Kirkus Reviews QR Code
SECOND DRAFTS OF HISTORY by Lance Morrow

SECOND DRAFTS OF HISTORY

and Other Essays

by Lance Morrow

Pub Date: Jan. 3rd, 2006
ISBN: 0-465-04750-5
Publisher: Basic Books

Journalist and essayist Morrow (Evil, 2003) gathers the work of four decades, most from the pages of Time.

Morrow has a capacious mind and a light hand, good qualities for a generalist writing about pretty much whatever he wants in a mass-market publication. Some of the seven-dozen-plus pieces here seem a little pedestrian, to be sure, including the opener, a so-what meditation on sailing and the evanescence of human life; others go nowhere fast, as with a couple of rural cat-on-the-porch, corn-in-the-field reveries that no one does as well as Verlyn Klinkenborg. Still, all are readable, and many are memorable. There’s a slyly subversive piece on the opening of the Nixon Library, for instance, with its mega-sized statues of the likes of Mao and de Gaulle: “Nixon,” Morrow writes, “has always had a habit of dressing the set with giants, setting the delay timer, and then jumping into the picture himself.” Exactly.
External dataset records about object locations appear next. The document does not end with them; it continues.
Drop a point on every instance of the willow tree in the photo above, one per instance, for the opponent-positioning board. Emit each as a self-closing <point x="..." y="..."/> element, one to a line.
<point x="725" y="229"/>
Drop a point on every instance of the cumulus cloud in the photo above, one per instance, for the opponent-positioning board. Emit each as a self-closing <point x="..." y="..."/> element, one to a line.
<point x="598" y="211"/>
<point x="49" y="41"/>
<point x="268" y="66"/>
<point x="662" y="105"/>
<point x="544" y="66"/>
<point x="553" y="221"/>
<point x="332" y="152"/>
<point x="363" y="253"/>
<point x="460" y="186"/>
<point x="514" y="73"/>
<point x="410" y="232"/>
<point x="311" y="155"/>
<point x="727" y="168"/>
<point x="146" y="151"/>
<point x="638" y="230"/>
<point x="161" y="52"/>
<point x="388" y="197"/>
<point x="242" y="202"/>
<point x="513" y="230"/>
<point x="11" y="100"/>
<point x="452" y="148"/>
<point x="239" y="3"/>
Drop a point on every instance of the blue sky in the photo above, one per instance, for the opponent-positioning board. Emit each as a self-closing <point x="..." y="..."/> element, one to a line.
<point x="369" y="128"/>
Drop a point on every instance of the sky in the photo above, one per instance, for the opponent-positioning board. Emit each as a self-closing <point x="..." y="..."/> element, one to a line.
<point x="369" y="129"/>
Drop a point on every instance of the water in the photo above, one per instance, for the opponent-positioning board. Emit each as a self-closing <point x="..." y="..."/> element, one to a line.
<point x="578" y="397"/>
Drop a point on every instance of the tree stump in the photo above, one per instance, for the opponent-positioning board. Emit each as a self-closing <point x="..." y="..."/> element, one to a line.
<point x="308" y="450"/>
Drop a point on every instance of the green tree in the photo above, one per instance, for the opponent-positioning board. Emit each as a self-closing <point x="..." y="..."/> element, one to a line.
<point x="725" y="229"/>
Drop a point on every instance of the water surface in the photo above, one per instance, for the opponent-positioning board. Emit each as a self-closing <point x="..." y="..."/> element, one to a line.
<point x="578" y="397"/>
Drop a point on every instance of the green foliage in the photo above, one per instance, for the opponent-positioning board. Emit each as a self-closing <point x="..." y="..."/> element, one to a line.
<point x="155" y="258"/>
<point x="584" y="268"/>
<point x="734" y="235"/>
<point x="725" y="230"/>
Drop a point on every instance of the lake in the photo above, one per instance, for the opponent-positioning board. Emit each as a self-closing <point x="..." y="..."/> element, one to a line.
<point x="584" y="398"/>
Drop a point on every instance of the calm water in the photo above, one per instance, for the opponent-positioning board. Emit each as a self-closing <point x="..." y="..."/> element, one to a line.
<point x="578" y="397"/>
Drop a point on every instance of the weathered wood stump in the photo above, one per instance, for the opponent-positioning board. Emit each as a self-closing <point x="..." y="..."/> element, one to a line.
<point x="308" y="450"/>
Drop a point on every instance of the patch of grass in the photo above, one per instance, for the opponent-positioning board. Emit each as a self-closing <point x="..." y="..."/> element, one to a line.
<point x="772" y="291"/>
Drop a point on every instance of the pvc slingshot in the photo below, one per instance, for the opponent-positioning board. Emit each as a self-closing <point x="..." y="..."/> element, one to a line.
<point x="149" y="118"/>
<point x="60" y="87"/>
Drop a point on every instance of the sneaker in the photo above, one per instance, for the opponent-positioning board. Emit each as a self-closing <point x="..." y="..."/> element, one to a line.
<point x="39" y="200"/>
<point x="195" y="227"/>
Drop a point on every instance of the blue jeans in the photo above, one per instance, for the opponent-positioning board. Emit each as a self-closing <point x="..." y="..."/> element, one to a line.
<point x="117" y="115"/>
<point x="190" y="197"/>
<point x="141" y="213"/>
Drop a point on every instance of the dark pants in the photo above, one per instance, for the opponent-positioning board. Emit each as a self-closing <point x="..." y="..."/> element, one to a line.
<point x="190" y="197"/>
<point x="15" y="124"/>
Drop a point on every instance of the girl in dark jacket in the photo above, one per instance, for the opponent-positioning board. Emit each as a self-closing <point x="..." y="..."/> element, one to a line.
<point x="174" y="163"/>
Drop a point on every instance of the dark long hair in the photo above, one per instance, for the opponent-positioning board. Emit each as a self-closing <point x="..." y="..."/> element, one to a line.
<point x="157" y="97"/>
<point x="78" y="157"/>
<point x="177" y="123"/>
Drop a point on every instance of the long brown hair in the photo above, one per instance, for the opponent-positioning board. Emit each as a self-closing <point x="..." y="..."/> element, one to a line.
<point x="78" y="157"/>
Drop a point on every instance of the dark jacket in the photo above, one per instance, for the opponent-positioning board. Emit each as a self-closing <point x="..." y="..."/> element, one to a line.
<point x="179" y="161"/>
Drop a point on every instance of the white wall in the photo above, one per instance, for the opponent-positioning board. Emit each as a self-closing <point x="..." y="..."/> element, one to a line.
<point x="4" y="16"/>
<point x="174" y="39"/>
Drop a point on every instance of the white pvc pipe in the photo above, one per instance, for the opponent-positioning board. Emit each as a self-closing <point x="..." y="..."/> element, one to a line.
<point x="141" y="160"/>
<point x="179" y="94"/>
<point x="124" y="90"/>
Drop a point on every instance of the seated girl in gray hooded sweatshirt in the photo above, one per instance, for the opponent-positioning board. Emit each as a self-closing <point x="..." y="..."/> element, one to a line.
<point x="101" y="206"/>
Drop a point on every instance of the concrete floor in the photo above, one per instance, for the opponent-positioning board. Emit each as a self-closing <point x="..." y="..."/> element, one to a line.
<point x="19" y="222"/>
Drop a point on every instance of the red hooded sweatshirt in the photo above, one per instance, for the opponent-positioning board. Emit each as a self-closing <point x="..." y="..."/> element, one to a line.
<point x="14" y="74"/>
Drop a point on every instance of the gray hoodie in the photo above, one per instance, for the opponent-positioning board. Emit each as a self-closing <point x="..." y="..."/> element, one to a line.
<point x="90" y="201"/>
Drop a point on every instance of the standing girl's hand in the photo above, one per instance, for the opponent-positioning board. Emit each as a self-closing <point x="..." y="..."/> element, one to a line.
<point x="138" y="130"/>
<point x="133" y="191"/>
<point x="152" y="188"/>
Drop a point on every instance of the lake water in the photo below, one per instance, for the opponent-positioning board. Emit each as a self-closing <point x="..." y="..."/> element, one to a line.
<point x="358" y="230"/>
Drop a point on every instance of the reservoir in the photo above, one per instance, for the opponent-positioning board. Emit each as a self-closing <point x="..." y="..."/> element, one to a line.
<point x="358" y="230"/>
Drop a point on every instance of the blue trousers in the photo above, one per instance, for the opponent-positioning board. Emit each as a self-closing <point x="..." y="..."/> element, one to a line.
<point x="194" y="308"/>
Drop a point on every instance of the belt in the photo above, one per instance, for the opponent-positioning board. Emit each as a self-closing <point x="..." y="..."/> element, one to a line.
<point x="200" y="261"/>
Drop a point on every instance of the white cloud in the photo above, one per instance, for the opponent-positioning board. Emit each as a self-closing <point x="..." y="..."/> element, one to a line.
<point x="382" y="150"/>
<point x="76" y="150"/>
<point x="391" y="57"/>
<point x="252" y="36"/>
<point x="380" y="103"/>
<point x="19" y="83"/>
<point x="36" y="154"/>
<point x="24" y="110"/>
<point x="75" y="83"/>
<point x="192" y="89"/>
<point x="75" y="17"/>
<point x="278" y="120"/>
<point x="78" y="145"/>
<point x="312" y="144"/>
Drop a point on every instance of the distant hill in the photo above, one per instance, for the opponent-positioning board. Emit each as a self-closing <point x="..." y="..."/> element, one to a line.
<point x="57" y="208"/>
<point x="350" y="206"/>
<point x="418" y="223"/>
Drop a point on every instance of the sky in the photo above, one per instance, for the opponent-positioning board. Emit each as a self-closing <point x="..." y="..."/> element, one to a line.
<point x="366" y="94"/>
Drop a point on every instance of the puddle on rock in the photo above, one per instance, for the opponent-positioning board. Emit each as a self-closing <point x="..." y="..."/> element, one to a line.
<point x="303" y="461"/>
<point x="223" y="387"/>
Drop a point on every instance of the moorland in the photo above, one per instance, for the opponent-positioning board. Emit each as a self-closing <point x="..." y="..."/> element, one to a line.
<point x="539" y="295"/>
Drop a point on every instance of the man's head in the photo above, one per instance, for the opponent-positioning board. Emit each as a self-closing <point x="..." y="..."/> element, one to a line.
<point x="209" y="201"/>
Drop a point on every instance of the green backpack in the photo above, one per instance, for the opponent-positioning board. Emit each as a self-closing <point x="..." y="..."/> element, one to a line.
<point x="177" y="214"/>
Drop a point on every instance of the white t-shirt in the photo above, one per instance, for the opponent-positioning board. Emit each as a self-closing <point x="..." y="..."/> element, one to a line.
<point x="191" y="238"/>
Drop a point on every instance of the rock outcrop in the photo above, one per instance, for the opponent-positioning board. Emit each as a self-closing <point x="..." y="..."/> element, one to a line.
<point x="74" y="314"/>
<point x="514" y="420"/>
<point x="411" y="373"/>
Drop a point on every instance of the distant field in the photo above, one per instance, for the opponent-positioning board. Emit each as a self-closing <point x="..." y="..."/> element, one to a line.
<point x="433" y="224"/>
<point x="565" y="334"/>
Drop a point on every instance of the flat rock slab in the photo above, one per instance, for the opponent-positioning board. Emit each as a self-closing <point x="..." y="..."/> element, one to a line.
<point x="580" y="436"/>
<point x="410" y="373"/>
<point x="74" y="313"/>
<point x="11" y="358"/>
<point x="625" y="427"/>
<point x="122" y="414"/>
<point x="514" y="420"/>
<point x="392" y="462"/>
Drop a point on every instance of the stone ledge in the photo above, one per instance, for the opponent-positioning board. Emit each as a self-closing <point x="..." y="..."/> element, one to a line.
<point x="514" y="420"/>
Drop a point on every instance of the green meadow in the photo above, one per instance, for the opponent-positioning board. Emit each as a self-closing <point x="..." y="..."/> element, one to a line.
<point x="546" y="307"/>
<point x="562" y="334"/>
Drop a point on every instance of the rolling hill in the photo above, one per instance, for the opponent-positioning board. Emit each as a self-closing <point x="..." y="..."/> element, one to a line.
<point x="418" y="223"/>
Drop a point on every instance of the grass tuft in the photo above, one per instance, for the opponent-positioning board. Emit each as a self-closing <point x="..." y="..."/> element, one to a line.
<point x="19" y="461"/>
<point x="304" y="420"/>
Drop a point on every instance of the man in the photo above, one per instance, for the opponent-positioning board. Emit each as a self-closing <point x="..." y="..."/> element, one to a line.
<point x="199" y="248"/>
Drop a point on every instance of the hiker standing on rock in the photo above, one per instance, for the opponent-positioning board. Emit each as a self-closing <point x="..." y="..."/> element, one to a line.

Morrow is no easier on any of the other politicians who come into his crosshairs: “That has been one trouble with Reaganistic good feeling: a suspicion that it was based on camera angle.” “At his worst moments on the stump, Bush is a sort of amateur terrorist of language, like an eleven-year-old Shi’ite picking up a Kalashnikov assault rifle for the first time and firing off words in wild bursts.” “Nero gave the people circuses. Clinton is the circus.” Against a vaguely dissatisfied take on politics and modern life, though, Morrow offers a humane and even hopeful vision: Remarking on the red state/blue state divide, for instance, he notes that “Americans have always been each other’s evil twins,” which ought to inspire a tiny bit more tolerance, and he closes by observing that forgiveness may be one of the best tools we have for surviving our time, though it “is not an impulse that is in much favor.”

For fans of economical language and thoughtful journalism, a pleasure.